First, and most noticeable, is that it seemed too similar to other stories I’ve read in the genre.  Throughout, I kept thinking of Kate Elliott’s Spiritwalker series.  The main female, Cat, has magical abilities and one of the first things we see her do is wrap herself in shadows to be invisible.  In Sorcerer to the Crown, Prunella uses a spell for invisibility to get into Zacharias’ chambers.  Spiritwalker’s male lead is Andevai who is described as being a man of color.  Here, we have Zacharias who is discriminated against because he is a man of color.  In both series, the leads try to act like they aren’t in love until something forces them to make a decision.  I also felt some similarities to the Bannon & Clare series by Lilith Saintcrow (Emma Bannon is a Prime Sorceress who serves the crown.)  Nothing was too obvious but it didn’t feel original and fresh enough when I’ve read so many others in the series.  There just wasn’t anything new.
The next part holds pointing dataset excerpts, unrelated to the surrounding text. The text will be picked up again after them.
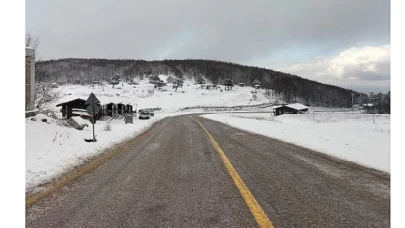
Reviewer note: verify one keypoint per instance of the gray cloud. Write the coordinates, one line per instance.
(228, 30)
(363, 67)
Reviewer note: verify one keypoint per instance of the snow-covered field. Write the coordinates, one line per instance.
(364, 139)
(167, 99)
(51, 149)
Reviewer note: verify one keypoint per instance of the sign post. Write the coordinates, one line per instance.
(93, 108)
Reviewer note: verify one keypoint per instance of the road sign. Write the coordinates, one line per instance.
(93, 109)
(92, 99)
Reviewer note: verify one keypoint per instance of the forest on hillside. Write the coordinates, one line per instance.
(287, 87)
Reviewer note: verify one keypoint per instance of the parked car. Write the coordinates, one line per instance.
(144, 114)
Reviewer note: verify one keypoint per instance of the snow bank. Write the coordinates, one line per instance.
(52, 150)
(364, 139)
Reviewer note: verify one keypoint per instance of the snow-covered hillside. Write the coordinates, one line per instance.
(145, 95)
(364, 139)
(52, 149)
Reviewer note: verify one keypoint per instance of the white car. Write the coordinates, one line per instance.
(144, 114)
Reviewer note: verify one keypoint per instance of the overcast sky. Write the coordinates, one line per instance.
(340, 42)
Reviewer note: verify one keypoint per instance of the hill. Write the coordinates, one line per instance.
(287, 87)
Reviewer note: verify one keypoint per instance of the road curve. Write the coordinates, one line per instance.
(174, 177)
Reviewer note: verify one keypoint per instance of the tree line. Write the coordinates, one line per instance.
(287, 87)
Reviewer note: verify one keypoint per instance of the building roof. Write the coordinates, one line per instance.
(297, 106)
(78, 100)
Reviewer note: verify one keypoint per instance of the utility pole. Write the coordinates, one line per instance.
(351, 88)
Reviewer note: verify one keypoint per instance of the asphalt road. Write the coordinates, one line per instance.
(174, 177)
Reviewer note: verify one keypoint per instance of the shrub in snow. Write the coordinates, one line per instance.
(107, 126)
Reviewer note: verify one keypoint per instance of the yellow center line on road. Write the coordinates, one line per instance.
(258, 213)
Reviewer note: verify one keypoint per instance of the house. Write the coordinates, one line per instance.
(67, 107)
(77, 122)
(120, 108)
(128, 109)
(289, 109)
(369, 108)
(107, 109)
(207, 86)
(29, 79)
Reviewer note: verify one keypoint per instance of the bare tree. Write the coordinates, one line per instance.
(31, 42)
(45, 95)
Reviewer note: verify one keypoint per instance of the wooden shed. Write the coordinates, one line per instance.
(67, 107)
(289, 109)
(108, 109)
(128, 109)
(120, 108)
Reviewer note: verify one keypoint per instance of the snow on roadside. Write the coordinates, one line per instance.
(360, 138)
(52, 150)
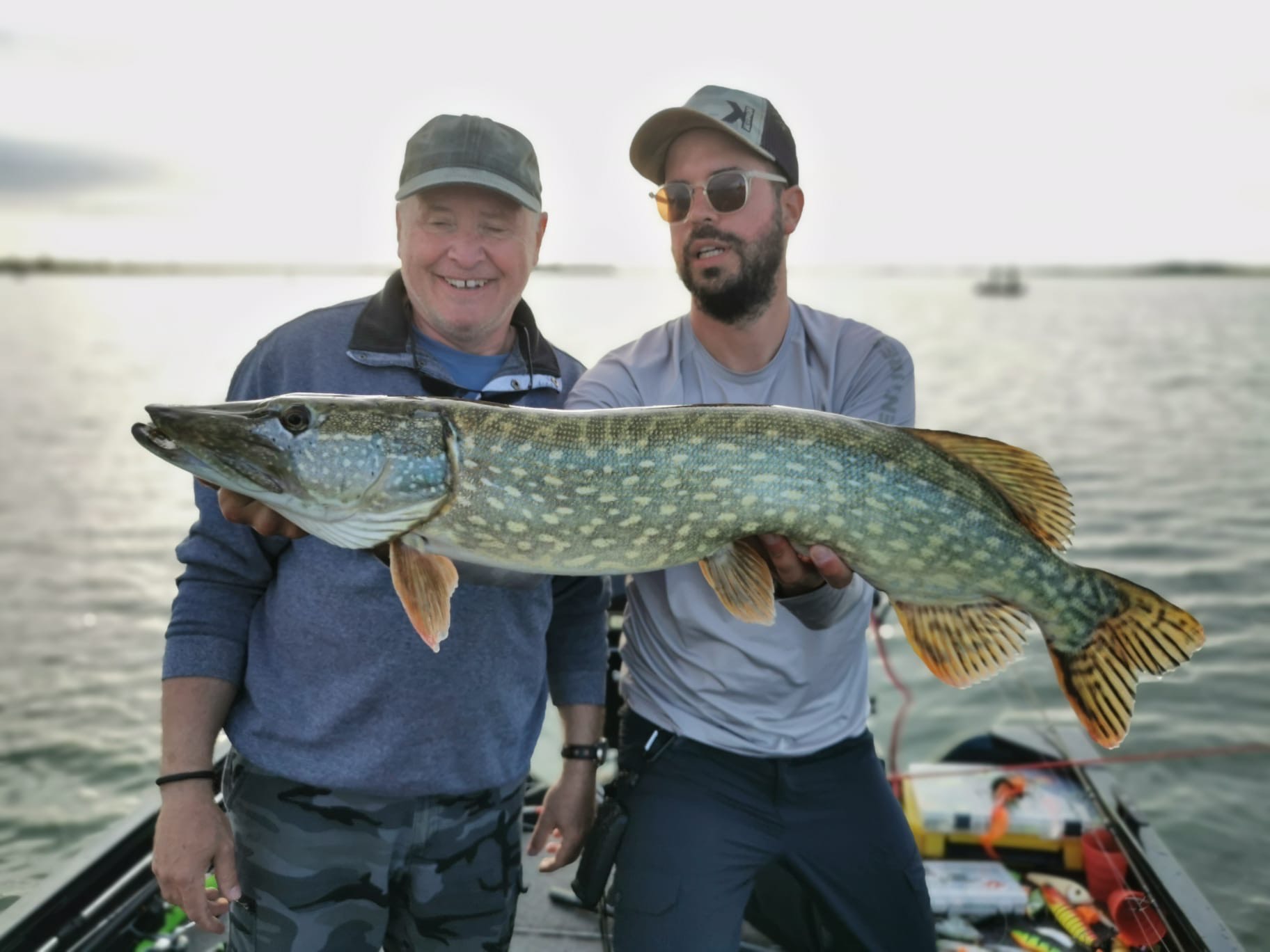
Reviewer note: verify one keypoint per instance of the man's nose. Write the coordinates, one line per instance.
(467, 249)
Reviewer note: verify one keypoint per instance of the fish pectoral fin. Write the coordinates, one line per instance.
(964, 644)
(1032, 490)
(741, 578)
(425, 583)
(1147, 635)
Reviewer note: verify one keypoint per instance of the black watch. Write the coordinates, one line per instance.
(584, 752)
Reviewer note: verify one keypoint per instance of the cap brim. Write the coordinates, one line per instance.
(459, 175)
(654, 137)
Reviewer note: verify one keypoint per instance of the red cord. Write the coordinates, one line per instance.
(893, 745)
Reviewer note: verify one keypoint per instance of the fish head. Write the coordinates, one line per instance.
(352, 470)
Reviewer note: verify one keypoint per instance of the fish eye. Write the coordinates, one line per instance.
(295, 418)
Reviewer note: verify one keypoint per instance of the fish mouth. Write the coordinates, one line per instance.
(252, 477)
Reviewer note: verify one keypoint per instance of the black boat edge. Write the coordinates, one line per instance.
(93, 905)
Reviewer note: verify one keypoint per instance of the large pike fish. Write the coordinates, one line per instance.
(962, 532)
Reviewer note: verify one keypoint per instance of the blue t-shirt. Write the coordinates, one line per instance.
(470, 372)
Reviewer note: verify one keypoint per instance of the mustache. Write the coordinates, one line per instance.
(710, 231)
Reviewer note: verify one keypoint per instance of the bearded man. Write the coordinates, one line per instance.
(770, 762)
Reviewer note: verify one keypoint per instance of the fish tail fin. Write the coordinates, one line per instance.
(1143, 634)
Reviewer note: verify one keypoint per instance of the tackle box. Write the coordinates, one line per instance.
(974, 889)
(949, 802)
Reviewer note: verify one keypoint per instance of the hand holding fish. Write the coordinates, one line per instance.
(245, 511)
(797, 574)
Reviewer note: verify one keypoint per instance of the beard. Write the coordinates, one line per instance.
(741, 299)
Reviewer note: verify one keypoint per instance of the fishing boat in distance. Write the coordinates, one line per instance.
(107, 901)
(1001, 282)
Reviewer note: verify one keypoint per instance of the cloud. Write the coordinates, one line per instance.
(32, 169)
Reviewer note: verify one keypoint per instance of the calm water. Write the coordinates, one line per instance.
(1150, 399)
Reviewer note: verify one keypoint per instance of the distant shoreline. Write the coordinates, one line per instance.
(26, 267)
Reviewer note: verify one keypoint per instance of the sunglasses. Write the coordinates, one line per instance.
(726, 192)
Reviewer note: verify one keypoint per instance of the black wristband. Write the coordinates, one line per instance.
(584, 752)
(187, 776)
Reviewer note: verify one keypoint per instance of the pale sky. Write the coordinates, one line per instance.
(936, 132)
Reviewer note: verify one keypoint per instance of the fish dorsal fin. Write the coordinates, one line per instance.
(1038, 498)
(741, 578)
(964, 644)
(425, 583)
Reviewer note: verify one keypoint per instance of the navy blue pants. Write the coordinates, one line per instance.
(705, 822)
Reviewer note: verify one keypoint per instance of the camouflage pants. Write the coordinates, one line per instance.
(348, 873)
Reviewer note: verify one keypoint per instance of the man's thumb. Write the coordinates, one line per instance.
(226, 873)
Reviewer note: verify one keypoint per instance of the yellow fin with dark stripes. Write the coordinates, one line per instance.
(425, 583)
(1032, 490)
(741, 578)
(964, 644)
(1147, 635)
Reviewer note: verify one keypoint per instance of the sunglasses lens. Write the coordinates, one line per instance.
(727, 191)
(673, 201)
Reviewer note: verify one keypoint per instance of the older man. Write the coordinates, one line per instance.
(375, 787)
(771, 759)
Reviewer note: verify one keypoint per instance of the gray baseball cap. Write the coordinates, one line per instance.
(748, 118)
(471, 150)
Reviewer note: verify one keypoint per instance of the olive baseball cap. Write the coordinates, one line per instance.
(471, 150)
(751, 120)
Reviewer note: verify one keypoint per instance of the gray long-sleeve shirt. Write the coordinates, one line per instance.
(689, 665)
(336, 688)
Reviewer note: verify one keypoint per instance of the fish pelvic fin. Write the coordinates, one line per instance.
(741, 578)
(425, 583)
(1146, 635)
(964, 644)
(1028, 484)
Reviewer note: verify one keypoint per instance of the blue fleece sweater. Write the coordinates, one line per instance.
(336, 688)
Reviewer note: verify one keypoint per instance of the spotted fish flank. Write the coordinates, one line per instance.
(962, 532)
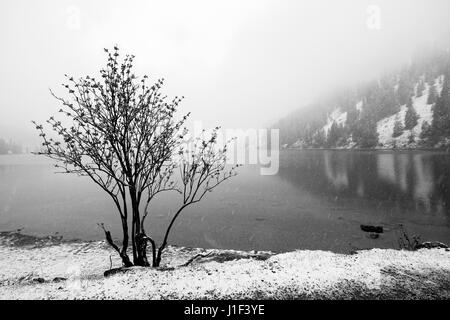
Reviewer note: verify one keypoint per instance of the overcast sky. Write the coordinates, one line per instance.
(241, 64)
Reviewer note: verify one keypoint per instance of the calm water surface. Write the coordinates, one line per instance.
(317, 200)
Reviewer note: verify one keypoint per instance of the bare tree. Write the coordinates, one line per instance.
(124, 136)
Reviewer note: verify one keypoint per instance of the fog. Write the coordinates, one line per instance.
(240, 64)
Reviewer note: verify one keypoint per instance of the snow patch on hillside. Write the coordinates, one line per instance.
(336, 116)
(385, 127)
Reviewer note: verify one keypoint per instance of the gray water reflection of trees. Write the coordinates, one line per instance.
(417, 181)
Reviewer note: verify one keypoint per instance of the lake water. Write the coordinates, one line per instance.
(317, 200)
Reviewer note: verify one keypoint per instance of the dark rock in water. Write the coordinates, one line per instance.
(39, 280)
(367, 228)
(431, 245)
(59, 279)
(373, 235)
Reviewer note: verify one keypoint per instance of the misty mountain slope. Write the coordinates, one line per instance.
(409, 108)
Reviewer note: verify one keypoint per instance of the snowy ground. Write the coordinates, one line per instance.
(57, 270)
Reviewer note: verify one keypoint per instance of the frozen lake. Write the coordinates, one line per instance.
(317, 200)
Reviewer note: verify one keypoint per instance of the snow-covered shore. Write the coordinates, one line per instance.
(74, 270)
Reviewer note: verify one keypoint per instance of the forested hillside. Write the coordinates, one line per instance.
(409, 108)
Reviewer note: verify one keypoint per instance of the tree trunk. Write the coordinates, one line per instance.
(140, 250)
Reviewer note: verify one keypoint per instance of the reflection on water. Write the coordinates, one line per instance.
(317, 200)
(411, 180)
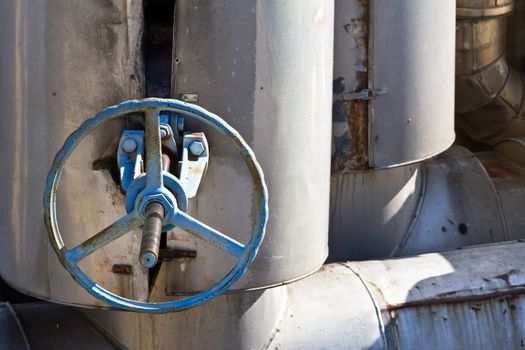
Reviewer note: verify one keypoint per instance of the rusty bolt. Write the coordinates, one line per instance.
(197, 148)
(163, 132)
(129, 145)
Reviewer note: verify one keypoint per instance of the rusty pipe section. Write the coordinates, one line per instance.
(489, 93)
(472, 298)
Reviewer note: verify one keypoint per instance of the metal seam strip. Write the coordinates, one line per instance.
(484, 12)
(417, 210)
(385, 323)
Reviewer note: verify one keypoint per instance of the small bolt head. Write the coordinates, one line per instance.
(196, 148)
(163, 133)
(148, 259)
(129, 145)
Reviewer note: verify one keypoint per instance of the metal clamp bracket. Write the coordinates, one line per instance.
(365, 94)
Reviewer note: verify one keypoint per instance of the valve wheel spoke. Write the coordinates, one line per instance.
(208, 234)
(153, 149)
(104, 237)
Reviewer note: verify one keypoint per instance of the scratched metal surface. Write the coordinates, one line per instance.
(465, 299)
(272, 82)
(234, 321)
(61, 63)
(412, 57)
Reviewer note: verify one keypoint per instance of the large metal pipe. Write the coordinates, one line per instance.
(489, 93)
(463, 299)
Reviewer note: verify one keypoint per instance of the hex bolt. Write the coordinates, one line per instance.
(196, 148)
(163, 133)
(149, 247)
(129, 145)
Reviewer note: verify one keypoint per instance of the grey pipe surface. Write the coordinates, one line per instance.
(489, 93)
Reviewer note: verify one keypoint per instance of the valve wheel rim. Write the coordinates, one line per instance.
(187, 110)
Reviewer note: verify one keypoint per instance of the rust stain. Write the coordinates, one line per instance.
(498, 170)
(356, 158)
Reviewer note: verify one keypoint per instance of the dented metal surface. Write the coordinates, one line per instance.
(464, 299)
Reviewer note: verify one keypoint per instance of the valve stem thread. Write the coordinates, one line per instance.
(149, 246)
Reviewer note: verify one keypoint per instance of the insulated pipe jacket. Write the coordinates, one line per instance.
(489, 93)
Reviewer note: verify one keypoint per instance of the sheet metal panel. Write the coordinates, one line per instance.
(61, 62)
(266, 68)
(412, 61)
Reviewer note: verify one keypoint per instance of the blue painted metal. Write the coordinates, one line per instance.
(170, 182)
(154, 181)
(130, 164)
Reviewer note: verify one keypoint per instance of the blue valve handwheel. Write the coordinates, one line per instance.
(69, 258)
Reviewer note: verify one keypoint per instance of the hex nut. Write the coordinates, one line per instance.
(196, 148)
(129, 145)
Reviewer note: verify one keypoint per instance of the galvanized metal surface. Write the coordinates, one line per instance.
(460, 207)
(412, 59)
(234, 321)
(464, 299)
(47, 326)
(266, 68)
(60, 62)
(371, 211)
(489, 93)
(155, 191)
(444, 203)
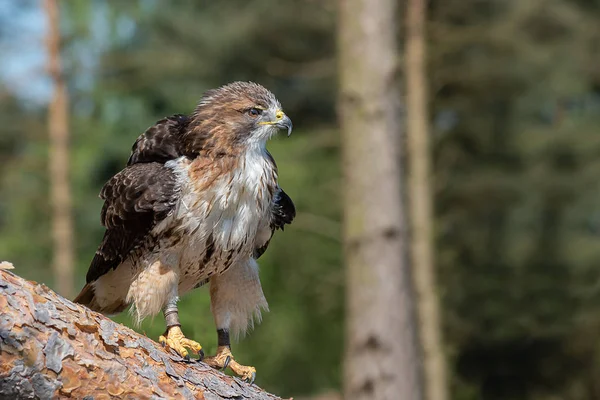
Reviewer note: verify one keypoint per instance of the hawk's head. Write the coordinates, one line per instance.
(236, 115)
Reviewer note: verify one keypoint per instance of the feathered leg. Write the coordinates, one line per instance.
(156, 288)
(236, 300)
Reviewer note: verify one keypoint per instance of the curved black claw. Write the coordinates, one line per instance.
(226, 363)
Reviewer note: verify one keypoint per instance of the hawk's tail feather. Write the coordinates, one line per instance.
(87, 297)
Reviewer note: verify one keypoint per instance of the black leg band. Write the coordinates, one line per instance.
(223, 337)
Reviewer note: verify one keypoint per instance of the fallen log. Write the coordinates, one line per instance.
(53, 348)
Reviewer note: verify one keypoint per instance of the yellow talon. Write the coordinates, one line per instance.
(175, 340)
(224, 358)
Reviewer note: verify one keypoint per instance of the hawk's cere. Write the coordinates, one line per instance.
(198, 202)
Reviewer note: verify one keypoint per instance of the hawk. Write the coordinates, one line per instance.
(198, 202)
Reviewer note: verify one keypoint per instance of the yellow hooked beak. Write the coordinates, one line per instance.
(282, 121)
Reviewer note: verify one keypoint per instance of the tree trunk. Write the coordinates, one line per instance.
(381, 354)
(52, 348)
(420, 205)
(60, 192)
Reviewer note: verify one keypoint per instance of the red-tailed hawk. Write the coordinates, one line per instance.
(197, 202)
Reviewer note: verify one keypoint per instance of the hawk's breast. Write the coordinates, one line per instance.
(223, 206)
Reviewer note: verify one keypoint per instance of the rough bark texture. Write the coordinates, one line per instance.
(420, 204)
(52, 348)
(58, 168)
(381, 352)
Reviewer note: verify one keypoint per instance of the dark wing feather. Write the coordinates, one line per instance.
(161, 142)
(283, 212)
(135, 200)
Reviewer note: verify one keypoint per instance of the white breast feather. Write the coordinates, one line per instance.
(234, 210)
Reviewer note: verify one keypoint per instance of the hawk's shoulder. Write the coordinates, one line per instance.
(161, 142)
(135, 200)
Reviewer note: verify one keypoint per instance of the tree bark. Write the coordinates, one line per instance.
(420, 204)
(52, 348)
(381, 360)
(60, 191)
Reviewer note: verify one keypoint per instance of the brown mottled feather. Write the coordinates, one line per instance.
(136, 199)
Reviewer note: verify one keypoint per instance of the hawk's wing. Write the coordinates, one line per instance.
(283, 212)
(135, 200)
(161, 142)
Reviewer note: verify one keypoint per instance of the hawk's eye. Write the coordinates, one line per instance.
(254, 112)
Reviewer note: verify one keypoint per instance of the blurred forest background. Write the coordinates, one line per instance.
(514, 88)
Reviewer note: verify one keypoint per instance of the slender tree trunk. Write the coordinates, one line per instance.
(420, 205)
(58, 125)
(381, 357)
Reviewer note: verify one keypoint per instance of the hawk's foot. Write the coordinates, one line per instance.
(174, 339)
(224, 358)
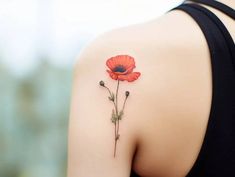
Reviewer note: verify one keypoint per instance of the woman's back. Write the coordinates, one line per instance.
(167, 114)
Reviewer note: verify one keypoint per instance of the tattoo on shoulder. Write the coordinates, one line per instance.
(120, 68)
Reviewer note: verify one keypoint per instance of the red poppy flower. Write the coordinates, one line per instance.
(121, 68)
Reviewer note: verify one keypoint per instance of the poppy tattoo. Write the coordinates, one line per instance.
(120, 69)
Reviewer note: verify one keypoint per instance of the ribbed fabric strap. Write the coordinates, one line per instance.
(217, 5)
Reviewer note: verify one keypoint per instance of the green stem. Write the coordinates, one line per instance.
(124, 104)
(116, 127)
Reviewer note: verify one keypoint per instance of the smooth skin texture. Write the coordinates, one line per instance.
(167, 111)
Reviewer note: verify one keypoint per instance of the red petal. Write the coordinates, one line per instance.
(124, 60)
(112, 75)
(129, 77)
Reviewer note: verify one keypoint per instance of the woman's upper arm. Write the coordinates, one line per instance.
(99, 144)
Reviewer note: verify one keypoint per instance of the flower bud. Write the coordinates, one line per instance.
(102, 83)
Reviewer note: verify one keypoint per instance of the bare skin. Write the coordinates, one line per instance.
(167, 112)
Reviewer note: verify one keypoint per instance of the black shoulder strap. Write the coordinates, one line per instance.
(221, 27)
(216, 156)
(217, 5)
(214, 30)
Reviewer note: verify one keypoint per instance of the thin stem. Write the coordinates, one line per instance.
(111, 96)
(116, 127)
(108, 90)
(117, 107)
(115, 143)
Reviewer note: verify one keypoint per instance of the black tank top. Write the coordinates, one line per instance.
(217, 154)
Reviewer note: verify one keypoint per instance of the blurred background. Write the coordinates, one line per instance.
(39, 42)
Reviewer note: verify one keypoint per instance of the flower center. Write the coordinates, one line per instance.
(119, 68)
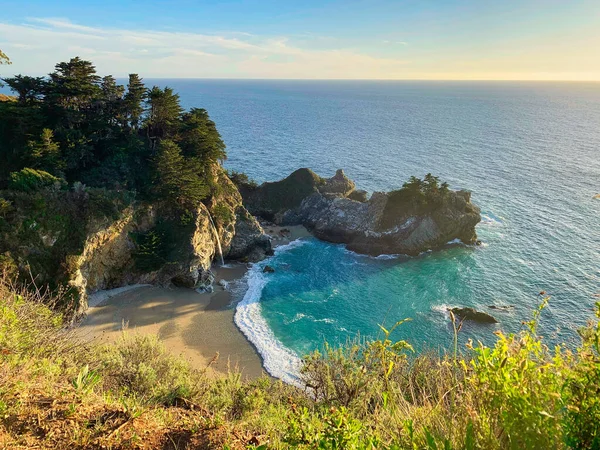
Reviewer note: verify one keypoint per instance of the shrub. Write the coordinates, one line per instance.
(241, 180)
(141, 365)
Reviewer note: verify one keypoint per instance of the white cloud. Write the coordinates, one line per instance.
(36, 45)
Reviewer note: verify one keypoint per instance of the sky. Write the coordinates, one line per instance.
(308, 39)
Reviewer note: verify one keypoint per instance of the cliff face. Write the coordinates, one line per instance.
(109, 256)
(85, 240)
(335, 212)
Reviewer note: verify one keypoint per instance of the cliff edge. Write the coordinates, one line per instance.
(422, 215)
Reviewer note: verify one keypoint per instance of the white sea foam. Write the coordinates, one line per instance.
(278, 360)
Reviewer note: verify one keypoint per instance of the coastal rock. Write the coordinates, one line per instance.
(473, 315)
(377, 226)
(359, 195)
(250, 240)
(338, 185)
(105, 241)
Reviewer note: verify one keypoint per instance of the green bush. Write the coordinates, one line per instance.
(28, 180)
(142, 366)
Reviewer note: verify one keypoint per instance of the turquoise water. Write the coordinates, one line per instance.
(529, 152)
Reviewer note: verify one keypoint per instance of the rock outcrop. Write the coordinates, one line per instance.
(108, 259)
(334, 211)
(86, 240)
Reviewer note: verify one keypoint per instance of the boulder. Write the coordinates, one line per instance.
(471, 314)
(338, 185)
(358, 195)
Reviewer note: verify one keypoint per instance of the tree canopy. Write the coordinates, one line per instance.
(3, 58)
(78, 126)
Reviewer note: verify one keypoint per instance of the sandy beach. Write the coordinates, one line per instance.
(196, 326)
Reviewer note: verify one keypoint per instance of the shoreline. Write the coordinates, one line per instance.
(199, 327)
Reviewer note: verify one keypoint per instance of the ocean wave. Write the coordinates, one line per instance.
(278, 360)
(379, 257)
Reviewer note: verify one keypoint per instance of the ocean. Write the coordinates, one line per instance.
(528, 151)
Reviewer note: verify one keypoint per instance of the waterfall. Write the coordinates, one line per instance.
(217, 236)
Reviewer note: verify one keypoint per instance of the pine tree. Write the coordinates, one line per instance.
(29, 89)
(164, 113)
(200, 138)
(134, 99)
(178, 177)
(45, 153)
(74, 84)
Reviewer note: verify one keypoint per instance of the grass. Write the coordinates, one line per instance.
(56, 392)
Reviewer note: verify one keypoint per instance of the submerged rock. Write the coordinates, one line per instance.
(334, 211)
(473, 315)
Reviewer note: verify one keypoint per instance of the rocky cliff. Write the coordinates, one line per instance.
(334, 211)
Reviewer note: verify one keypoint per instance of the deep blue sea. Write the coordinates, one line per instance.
(529, 152)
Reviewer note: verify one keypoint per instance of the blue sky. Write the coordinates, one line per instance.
(381, 39)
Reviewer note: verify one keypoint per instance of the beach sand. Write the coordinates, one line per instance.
(196, 326)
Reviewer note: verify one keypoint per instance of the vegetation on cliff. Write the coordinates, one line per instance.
(78, 126)
(416, 197)
(56, 392)
(77, 150)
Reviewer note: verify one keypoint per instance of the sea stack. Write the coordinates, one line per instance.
(407, 221)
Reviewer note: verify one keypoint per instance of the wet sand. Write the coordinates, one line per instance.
(196, 326)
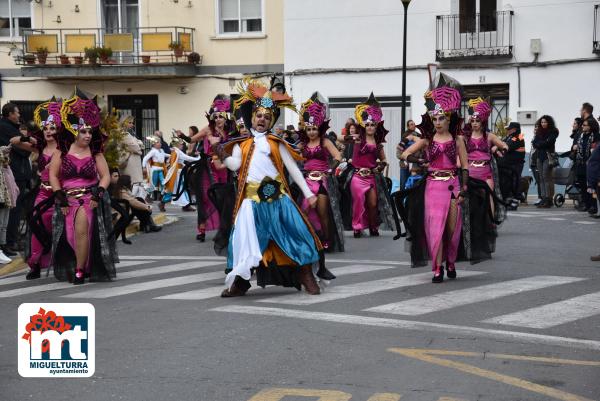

There were missed opportunities with the stories of Pru’s parentage, the relationship between Britain and fairyland, the magical wars between other countries, etc.  They weren’t developed enough to have any emotional impact.  (I know, I know.  These things can be further fleshed out in the rest of the series.  My problem is that a novel should stand alone.  Not all questions have to be answered but major details like this need to be fleshed out or it seems incomplete.  And, I really don’t want to feel like a book is just a setup for a sequel.)

And, we do need to talk about Prunella.  While Zacharias was a sympathetic character, I pretty much hated Pru until the end.  It’s one thing to write a strong, free-willed female lead.  That’s great!  But when you make her selfish, careless and unnecessarily impudent, she isn’t likable.  Most books need lead characters that don’t cause you to roll your eyes.  Pru didn’t pass that test.

Overall, I’ve given this 3-stars as it was entertaining.  I only wish it had seemed more unique to earn more stars.

Thank you to Penguin for providing an e-copy of this book as part of their First To Read program in exchange for an honest review.